NOTE: The following post contains minor SPOILERS for the Doctor Who season 9 premiere.
Following part two of the Doctor Who season 9 premiere, “The Magician’s Apprentice” and “The Witch’s Familiar,” fans were left puzzled by a new addition to the Doctor’s sonic arsenal: sonic shades. After the Doctor lost his iconic sonic screwdriver to a young Davros, the Time Lord never recovered the device from the Dalek creator in future Skaro; instead, debuting new wearable sonic tech. The change became a sticking point for fans in an otherwise well-received episode – leaving many to wonder if the Doctor had entirely abandoned his trusty screwdriver for shades.
Debate became even more pronounced when the second season 9 story, depicted in “Under the Lake” and “Before the Flood,” brought the shades (not the screwdriver) back – placing the sonic sunglasses at the center of Part 1’s plot. However, just because sonic shades made sense in the episode, as a means of relaying visual information, doesn’t mean that some fans aren’t reluctant toward the Doctor’s new toy.
As it turns out, fans weren’t the only ones skeptical of the idea. During a recent interview with Screen Rant at New York Comic-Con, longtime Doctor Who storyteller (and “Under the Lake”/”Before the Flood” writer) Toby Whithouse revealed that he too was unsure whether or not sonic sunglasses were a good idea or not:
My initial reaction was skepticism. When Steven first said “He’s not going to have the screwdriver, he’s going to have sunglasses.” I was like [laughing], then “Oh, really? No, that’s probably a good idea.” Actually, hopefully, we’ve pulled it off but it was an interesting departure – and the thing is that Steven knows what he’s doing and I think it’s worked. But certainly at the time, myself and a few other people were like, “Really?” I think we really thought: “He’ll change is mind, he’ll come around.” And we’re like “No, no, we’ll use the sunglasses! (That’ll go).” But, sure enough, they stayed.”
Still, even though Whithouse and the rest of Doctor Who‘s production team went along with the idea, and feel as though viewers will warm up to sonic shades, the writer made a point of stressing that even Moffat knew they’d need to actually show the benefit of sonic sunglasses – rather than just have them be a quirky joke. For that reason, the shades play a key role in episode three of the series – as a visual recorder, streaming data and images to a remote location, allowing companions to see what the Doctor is seeing (from a safe distance):
I think Steven was keen to have us find a use for them as opposed to it just being some kind of random prop. I’m pleased they’ve worked out and earned their place.
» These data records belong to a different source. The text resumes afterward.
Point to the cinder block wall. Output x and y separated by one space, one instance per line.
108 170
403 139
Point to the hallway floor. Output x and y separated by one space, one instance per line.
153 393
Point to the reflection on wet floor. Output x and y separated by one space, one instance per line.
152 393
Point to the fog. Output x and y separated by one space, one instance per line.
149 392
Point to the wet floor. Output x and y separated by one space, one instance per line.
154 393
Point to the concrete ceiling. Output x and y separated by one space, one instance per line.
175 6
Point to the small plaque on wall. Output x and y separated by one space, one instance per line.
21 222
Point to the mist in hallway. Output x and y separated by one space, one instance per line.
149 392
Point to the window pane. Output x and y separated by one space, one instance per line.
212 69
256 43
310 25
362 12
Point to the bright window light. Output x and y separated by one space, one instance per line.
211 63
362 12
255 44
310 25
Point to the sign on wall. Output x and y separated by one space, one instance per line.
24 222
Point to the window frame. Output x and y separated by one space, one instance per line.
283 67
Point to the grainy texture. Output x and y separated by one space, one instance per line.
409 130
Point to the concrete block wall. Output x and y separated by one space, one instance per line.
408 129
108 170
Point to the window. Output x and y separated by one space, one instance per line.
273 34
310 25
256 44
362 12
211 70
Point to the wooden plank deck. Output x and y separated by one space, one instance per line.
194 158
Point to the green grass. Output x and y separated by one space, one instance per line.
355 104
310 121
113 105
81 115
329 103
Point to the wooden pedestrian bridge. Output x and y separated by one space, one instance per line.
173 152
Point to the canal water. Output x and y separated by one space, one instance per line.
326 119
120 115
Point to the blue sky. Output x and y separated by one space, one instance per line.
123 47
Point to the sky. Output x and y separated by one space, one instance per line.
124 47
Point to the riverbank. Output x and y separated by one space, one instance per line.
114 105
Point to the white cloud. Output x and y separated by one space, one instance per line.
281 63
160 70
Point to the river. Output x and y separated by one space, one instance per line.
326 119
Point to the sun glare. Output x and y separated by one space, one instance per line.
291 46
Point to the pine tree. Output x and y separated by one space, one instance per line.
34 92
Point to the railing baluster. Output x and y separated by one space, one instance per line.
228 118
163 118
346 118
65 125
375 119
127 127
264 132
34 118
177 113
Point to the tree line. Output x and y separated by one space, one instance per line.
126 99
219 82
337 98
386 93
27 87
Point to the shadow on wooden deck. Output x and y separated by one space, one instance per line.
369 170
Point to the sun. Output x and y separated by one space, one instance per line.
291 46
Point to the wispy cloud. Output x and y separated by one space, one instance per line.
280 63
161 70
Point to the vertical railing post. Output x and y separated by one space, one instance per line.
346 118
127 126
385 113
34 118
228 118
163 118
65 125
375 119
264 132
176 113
After the second season 9 episode had aired, showrunner Steven Moffat and star Peter Capaldi began teasing that the shades were not necessarily a permanent replacement for the screwdriver; though, neither Doctor Who alum was willing to share exactly when we might see the Twelfth Doctor’s sonic screwdriver back in action.
Whithouse’s comments seem to suggest the sunglasses could be around for awhile; yet, just because the Doctor (and Moffat) aren’t ready to ditch the shades doesn’t mean the two devices are mutually exclusive. Maybe the Doctor will use one or the other – depending on the situation. After all, had Moffat simply added sonic shades to the Doctor’s expansive collection of silly gadgets, there would certainly be less controversy. Instead, blowback appears to stem from sentiment that the showrunner took something away from the mythology when he replaced screwdrivers with shades – even though, interestingly, the sunglasses can do everything a screwdriver can (and more).
It’s an entertaining double-standard – that people are becoming increasingly dependent on streamlined (and outright wearable) tech while simultaneously expecting a genius alien with a time machine to rely on hand-held instruments. Despite his initial skepticism, Whithouse seems to be ahead of some fans, embracing the fun in “departures” on Doctor Who. Ultimately, the show is about change, shaking things up, and playful experimentation. If the Doctor can get a new face, personality, companion, and/or interior decoration for the TARDIS, can’t he also test out new sonic tech solutions?
Of course, it’s never that simple – especially since so many things do change on the show. Some aspects need to stay the same to retain the series’ identity and the screwdriver (like the exterior of the TARDIS) has become an iconic piece of Doctor Who lore – not to mention fun collectible and all-around slick looking sci-fi device.
That all said, stepping outside of our passion for the series, is the idea of sonic shades really that much sillier than a sonic screwdriver? Or did we already forget the Eleventh Doctor’s sonic cane?
Doctor Who returns this week on BBC1 and BBC America with “The Girl Who Died.”